A ÓRBITA DE VÊNUS
Minha mãe havia dito que da próxima vez tomaria uma medida drástica. E foi o que ela realmente fez. Quando eu entrei em casa naquela noite -bêbada e drogada- minha mãe já me esperava com as minhas roupas nas mãos. “Vá embora, desgraçada!” foram estas as duras palavras que eu ouvi. Meu namorado me esperava o lado de fora, pois eu havia prometido pegar mais dinheiro. Ele já morava nas ruas e, a partir daquele momento, essa era a minha nova realidade. Não me importei muito porque eu já passava a maior parte do tempo consumindo drogas nas ruas. Porém a situação começou a ficar difícil, ninguém nos dava emprego. Resolvemos ir para a capital do Estado.
Em Natal, as coisas começaram a melhorar. Mas a gente ainda morava nas ruas e Maurício (meu namorado) sempre perdia os empregos que conseguia, seja por roubo ou porque o patrão descobria que ele era usuário de drogas. O grande choque veio quando eu soube que estava grávida. Maurício até me deu uma surra por causa disso. A partir daí comecei a fumar cada vez mais. Será uma sorte se meu filho não nascer com algum defeito. Eu nem pensava em parar de me drogar. Achava que aquilo ia esconder todos os meus problemas. Maurício me estimulava para tirar o bebê, porém eu nunca aceitei, não era justo.
Certa vez estávamos discutindo quando Maurício me empurrou. Eu caí e bati a cabeça, até desmaiei. Mas, como eu sou forte, isso não causou traumas nem em mim nem no meu filho.
Quando eu estava com cinco meses de gravidez, conseguimos uma vaga em um abrigo. Tudo começava a melhorar. O abrigo exigia que Maurício trabalhasse e parasse e usar drogas.
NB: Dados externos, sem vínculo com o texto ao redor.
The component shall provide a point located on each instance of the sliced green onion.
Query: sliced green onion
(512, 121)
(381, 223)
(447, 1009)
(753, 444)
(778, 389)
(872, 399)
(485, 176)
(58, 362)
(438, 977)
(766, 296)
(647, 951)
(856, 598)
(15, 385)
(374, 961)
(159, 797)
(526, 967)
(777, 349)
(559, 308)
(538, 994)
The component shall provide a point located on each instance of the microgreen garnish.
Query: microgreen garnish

A primeira parte ele cumpriu, mas a outra ele nunca acataria. Pelo menos até o fim da gravidez eu não consumirei nenhum tipo de droga, nem cigarro. Depois, eu não sei. Talvez uma criança me ensine a viver.
O último trabalho de Maurício foi em um posto e gasolina. Estava tudo bem até ele se envolver com o tráfico. Ninguém nunca desconfiaria. O comprador vinha encher o tanque do carro, na hora e receber o troco, o frentista (Maurício) entregava “algo a mais”.
Ontem foi um dia muito difícil. Maurício roubou trezentos reais do caixa do posto. O chefe dele descobriu e chamou a polícia. Esta facilmente concluiu que o ladrão também era traficante. O pai do meu filho foi preso, nunca mais quero vê-lo. Nesse mesmo dia eu telefonei para a minha mãe e contei tudo que me aconteceu. Felizmente, ela aceitou-me de volta. Também ontem, eu conheci um rapaz muito especial que vive uma situação parecida com a minha. Netuno. Bonito nome. Eu quero que me chamem de Vênus. Vênus como o planeta, Vênus como a deusa.
Agora eu estou em um ônibus. Vou para casa. Vou completar minha órbita. Uma órbita que eu não quero repetir.
ESTE CONTO FOI UMA PRÉVIA DO ROTEIRO "AS JORNADAS DE LAURA E NETUNO" QUE UE ESCREVEREI EM BREVE.